Perducat stressed the importance of natural interaction as these systems mature. “The interaction model on the shop floor is going to look very different,” he said. “Natural interaction, whether it is chat or voice, will help teams work with systems that provide recommendations instead of forcing them to search through data. That is how we make AI enhance work rather than complicate it.”

This level of interaction shifts the role of operators from oversight to decision validation. Systems that provide recommended actions, predicted outcomes and contextual explanations reduce cognitive burden and accelerate response. It also supports workforce transition by helping less experienced employees perform at levels that once required years of plant familiarity.

Robotic systems as physical manifestations of intelligence

The robotics landscape formed the third component in Perducat’s technical stack. He described robotics as the physical embodiment of AI, a statement that reframes robots not as mechanical tools but as intelligent operational agents. “A machine that performs a task and adapts as it works is a robot,” he said. “Many machines will evolve into robotic systems, and they will no longer be isolated. They will share space with people, and that has deep implications for safety, management and the way information flows through a plant.”

This redefinition expands the domain of robotics beyond articulated arms and fixed installations. Conveying systems, packaging machines, inspection units and mobile platforms can all evolve into robotic forms as AI augments their ability to interpret, adjust and navigate. It also paves the way for mixed environments where autonomous mobile robots operate alongside humans, moving across dynamic spaces and coordinating with fixed assets.

Perducat highlighted the role of mobile robots as roaming sensors. Their ability to traverse a plant gives them a unique position in operational intelligence. They can monitor safety compliance, collect equipment condition data, verify environmental parameters and identify spatial anomalies.
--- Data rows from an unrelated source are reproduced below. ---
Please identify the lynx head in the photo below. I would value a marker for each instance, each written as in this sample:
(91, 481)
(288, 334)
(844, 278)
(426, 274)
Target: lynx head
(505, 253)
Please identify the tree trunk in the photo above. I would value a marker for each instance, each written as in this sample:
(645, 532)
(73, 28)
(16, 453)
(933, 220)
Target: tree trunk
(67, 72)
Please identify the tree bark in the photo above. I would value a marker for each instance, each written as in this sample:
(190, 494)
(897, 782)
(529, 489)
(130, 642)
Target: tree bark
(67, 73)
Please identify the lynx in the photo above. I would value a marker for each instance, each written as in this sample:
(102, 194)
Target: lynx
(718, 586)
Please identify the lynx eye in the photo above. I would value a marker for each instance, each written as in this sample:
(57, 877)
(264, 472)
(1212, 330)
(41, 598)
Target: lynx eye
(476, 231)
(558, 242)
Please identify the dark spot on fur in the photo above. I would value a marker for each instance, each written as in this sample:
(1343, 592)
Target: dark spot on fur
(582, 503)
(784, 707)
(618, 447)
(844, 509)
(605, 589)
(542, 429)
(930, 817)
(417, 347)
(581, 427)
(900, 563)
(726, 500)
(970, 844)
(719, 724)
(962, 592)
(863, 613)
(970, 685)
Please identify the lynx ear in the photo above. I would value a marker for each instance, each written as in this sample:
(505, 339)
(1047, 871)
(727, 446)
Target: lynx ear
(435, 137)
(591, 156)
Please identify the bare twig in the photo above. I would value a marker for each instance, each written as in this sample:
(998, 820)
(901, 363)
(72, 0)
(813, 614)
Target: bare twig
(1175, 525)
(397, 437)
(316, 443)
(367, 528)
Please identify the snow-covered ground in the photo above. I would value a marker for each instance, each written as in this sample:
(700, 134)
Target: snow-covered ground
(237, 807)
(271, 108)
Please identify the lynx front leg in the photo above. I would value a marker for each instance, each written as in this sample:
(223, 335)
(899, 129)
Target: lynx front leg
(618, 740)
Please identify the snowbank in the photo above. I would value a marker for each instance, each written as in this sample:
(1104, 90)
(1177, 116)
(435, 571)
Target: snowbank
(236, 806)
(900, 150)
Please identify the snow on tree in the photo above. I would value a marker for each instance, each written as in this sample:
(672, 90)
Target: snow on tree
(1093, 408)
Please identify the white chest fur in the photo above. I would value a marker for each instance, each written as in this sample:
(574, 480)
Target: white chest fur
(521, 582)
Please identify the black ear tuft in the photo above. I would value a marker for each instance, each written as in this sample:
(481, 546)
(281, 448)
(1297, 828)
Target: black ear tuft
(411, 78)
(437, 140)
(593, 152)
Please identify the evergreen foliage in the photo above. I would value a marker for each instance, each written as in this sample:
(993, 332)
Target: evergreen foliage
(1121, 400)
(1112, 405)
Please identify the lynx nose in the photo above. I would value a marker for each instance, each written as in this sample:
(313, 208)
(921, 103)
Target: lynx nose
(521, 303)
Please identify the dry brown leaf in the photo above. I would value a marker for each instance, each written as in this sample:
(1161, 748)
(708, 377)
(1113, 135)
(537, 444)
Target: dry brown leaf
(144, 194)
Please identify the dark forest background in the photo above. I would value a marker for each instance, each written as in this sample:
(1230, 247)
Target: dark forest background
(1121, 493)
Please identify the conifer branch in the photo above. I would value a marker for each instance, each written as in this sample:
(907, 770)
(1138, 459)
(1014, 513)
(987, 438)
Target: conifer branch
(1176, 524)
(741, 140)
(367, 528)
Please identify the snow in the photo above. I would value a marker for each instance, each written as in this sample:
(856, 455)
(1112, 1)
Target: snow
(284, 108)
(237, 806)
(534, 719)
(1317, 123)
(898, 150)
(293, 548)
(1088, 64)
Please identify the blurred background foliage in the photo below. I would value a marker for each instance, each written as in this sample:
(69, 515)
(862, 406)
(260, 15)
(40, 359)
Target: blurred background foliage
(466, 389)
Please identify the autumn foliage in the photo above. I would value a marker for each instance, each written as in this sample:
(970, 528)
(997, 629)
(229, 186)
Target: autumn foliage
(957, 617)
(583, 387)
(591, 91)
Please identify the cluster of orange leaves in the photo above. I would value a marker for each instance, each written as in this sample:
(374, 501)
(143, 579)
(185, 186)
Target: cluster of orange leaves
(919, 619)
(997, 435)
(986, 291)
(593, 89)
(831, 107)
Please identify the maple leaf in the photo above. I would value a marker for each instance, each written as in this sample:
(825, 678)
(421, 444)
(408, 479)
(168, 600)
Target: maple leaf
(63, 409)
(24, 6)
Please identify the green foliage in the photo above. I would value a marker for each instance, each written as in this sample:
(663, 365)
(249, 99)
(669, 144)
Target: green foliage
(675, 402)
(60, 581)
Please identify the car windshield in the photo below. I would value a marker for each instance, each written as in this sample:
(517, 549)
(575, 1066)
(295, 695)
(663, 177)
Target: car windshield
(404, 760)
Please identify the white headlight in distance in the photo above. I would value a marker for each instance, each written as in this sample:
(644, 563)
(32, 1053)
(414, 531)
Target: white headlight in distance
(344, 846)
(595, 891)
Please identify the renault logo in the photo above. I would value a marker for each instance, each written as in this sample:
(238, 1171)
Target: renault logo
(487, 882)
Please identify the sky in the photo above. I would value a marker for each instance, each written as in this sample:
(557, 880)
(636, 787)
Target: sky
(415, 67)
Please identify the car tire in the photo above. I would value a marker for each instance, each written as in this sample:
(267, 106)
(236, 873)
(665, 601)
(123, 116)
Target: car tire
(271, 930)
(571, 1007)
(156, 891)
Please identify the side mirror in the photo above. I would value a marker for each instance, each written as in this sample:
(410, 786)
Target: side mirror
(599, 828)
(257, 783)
These insights become more valuable when combined with fleet management platforms capable of coordinating hundreds of devices, balancing tasks and optimising routes.

This integration is strengthened by Rockwell’s autonomy platform, developed through the acquisition of Clearpath and OTTO Motors. It allows mobile and fixed robots to be managed within a unified system, which supports coordinated behaviour, shared decision making and cross-platform learning. Fleet management becomes more than path optimisation. It becomes the operational nervous system of the factory, linking intelligence in motion with intelligence embedded in equipment.

A technical journey that demands strategic clarity

Perducat closed his session at Automation Fair 2025 with a return to the importance of decisions made today. The next decade will be shaped by leaders who design architectures that can learn, adapt and scale across global operations. Autonomy is not a futuristic ambition but an achievable path defined by clear technical principles and grounded application of AI and robotics.

“There is noise everywhere,” he said. “There is hype, there are countless possibilities, but what matters is the ability to bring all of this into reality. The foundation is here. The systems are real. What you decide to do with them will determine how well you navigate the next phase of industrial transformation.”

The message was both practical and directional. Industrial autonomy will not come from individual technologies. It will come from architectures that connect them. It will come from systems designed to evolve. It will come from factories that learn.